Léa Monge Waleryszak, PhD
Plant - Microorganism Molecular Interactions
After graduating high school, I took a few personal years (small jobs, one year of medical school from which I mainly remember how to fill atomic orbitals and the use of nuclear physics in medicine, and travelling alone with my backpack through several European countries). I then decided to follow my passion and went to Toulouse University to study biology. After a Bachelor in Biology of Organisms, Populations & Ecosystems (BOPE), that gave me an integrated view of biological mechanisms, I specialized in molecular biology with a MSc in Plants Adaptation, Development & Improvement in presence of Microorganisms (ADAM). Finally, I obtained my PhD degree from the Department of Plant development, Biotic and Abiotic Interactions.
I first studied the regulation of nodule organogenesis by a TALE transcription factor and a lncRNA in the Sinorhizobium meliloti–Medicago truncatula symbiotic system under the supervision of Dr. Andreas Niebel during my MSc.
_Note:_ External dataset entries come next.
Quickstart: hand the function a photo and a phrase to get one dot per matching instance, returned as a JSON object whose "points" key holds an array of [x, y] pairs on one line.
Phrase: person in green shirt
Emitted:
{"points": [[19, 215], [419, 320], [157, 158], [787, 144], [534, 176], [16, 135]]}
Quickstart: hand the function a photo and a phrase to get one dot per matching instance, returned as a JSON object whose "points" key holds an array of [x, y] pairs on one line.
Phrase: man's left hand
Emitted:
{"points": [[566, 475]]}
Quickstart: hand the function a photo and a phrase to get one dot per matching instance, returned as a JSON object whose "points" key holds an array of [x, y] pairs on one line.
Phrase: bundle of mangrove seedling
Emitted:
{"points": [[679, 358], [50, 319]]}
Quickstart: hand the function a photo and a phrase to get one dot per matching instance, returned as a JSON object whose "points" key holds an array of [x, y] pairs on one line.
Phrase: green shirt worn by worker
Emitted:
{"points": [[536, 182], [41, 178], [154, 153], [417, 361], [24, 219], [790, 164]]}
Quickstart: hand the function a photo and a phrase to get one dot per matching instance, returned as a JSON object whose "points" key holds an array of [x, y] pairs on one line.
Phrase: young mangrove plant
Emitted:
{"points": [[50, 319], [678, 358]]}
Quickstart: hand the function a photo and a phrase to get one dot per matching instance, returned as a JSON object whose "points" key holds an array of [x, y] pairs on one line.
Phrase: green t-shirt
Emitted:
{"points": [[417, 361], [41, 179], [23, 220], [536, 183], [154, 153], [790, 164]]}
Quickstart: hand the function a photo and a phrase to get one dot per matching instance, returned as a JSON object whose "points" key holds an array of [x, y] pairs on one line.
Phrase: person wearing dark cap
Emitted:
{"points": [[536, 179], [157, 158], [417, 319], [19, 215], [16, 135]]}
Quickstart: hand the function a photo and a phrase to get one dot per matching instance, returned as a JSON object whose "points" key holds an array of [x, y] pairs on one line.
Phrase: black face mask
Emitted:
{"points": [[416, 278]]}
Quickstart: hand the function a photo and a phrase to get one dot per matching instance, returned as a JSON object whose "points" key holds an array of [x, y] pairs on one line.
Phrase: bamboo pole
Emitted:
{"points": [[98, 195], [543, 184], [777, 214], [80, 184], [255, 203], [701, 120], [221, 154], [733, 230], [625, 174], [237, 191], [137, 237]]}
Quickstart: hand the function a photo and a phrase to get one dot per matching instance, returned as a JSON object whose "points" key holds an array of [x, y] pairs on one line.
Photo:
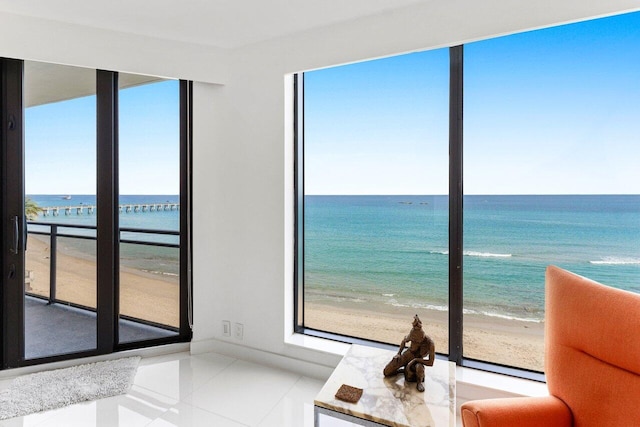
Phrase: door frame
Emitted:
{"points": [[12, 198], [13, 219]]}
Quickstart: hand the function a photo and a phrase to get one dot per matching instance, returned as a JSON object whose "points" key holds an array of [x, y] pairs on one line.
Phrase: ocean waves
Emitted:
{"points": [[475, 254], [616, 261]]}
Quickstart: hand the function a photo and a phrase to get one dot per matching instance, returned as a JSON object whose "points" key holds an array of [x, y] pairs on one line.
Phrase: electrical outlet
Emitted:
{"points": [[239, 330], [226, 328]]}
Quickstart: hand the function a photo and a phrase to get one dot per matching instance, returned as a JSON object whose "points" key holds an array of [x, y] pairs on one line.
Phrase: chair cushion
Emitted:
{"points": [[592, 355]]}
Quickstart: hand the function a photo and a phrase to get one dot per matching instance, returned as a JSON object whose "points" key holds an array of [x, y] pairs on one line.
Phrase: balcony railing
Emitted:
{"points": [[134, 236]]}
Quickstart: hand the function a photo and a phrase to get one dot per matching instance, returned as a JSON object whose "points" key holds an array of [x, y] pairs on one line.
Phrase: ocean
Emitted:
{"points": [[153, 259], [378, 251]]}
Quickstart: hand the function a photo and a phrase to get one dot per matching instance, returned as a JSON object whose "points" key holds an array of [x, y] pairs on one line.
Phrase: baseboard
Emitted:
{"points": [[250, 354], [142, 352]]}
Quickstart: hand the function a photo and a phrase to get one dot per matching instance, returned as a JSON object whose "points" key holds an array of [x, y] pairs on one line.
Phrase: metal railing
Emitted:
{"points": [[87, 233]]}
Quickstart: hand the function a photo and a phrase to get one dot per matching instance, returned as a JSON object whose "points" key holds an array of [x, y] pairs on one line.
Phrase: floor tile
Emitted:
{"points": [[244, 391], [185, 415], [295, 409], [178, 377], [137, 408]]}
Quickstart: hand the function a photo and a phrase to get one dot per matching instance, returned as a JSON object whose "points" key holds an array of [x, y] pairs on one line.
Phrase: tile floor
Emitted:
{"points": [[195, 390]]}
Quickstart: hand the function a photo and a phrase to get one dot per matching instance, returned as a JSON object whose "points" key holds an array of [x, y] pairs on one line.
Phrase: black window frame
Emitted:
{"points": [[108, 230], [456, 227]]}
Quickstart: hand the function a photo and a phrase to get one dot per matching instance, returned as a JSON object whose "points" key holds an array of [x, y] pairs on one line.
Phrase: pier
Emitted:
{"points": [[126, 208]]}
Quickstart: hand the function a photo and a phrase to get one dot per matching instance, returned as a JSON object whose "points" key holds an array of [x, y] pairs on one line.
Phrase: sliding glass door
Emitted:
{"points": [[89, 264]]}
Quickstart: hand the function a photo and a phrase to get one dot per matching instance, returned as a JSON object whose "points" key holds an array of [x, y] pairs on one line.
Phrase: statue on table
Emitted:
{"points": [[412, 361]]}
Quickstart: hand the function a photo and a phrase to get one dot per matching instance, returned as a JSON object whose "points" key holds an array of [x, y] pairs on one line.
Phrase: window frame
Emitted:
{"points": [[456, 226]]}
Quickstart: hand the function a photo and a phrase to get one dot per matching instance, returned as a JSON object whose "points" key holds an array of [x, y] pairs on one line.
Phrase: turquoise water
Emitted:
{"points": [[160, 260], [393, 250]]}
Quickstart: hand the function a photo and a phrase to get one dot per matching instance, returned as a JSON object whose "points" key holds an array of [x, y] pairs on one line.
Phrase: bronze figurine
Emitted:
{"points": [[412, 361]]}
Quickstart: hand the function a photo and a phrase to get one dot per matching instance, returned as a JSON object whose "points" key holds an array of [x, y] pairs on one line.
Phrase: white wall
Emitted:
{"points": [[243, 201], [37, 39], [243, 196]]}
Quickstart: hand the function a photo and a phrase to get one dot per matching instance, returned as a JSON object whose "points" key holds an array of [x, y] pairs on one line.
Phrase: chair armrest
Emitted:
{"points": [[518, 411]]}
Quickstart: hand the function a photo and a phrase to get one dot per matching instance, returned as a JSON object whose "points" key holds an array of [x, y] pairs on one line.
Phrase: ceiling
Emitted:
{"points": [[45, 83], [220, 23]]}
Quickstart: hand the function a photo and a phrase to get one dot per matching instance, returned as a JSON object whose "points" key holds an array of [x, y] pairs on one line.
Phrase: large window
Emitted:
{"points": [[375, 197], [550, 177]]}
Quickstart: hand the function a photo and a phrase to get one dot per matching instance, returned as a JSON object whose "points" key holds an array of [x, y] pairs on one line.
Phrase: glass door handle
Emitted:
{"points": [[16, 235]]}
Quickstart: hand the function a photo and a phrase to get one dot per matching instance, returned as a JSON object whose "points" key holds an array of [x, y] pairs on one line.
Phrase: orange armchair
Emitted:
{"points": [[592, 361]]}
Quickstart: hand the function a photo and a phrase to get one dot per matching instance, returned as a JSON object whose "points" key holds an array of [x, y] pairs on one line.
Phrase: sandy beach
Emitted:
{"points": [[502, 341], [143, 295]]}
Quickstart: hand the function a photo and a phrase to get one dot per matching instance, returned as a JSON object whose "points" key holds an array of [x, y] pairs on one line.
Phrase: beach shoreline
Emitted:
{"points": [[143, 294], [491, 339]]}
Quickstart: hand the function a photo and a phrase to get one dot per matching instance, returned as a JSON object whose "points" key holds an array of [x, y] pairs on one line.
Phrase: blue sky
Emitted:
{"points": [[554, 111], [60, 147]]}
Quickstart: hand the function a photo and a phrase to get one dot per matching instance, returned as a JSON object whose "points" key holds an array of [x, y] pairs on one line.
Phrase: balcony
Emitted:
{"points": [[61, 291]]}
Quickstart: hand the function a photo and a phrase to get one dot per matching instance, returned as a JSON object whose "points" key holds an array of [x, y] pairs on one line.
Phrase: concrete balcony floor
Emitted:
{"points": [[60, 329]]}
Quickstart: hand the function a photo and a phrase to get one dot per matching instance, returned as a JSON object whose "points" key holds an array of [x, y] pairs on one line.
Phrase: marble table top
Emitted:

I then chose to focus on plant-pathogen interactions and secured a fellowship to develop my PhD project with Dr. Laurent Deslandes (Group leader, PhD co-supervisor) and Dr. Valérie Pacquit (Senior lecturer, PhD co-supervisor). My work focused on understanding the extent of bacterial effectors virulence strategies, with a particular focus on the YopJ effector PopP2 from Ralstonia pseudosolanacearum, known to target WRKY proteins. Based on initial Y2H screenings, we identified and characterized three ARID proteins as additional virulence targets of PopP2, demonstrating that PopP2 can target multiple host proteins that present no sequence similarity (ARIDs and WRKYs). Our findings also suggested a manipulation of chromatin remodelling complexes by PopP2 through ARIDs targeting —a virulence mechanism rarely described for effectors from phytopathogenic bacteria. In addition, we showed that XopJ6, a newly identified effector from Xanthomonas campestris that also targets WRKY proteins and is a close homolog of PopP2, also interacts with at least one ARID protein targeted by PopP2. To further explore the potential diversity of PopP2 and XopJ6 targets, I used proximity labelling to identify their proximal proteomes in the model plant Arabidopsis thaliana. As this work is yet to be published, I won’t go into details, but the proteomes revealed exciting additional potential targets, some of which are shared between the two effectors. Overall, we gained insights into the diverse host functions that could be subverted by these effectors, and shed light on specific and shared virulence strategies employed by PopP2 and XopJ6—two effectors from distinct xylem-colonizing bacteria.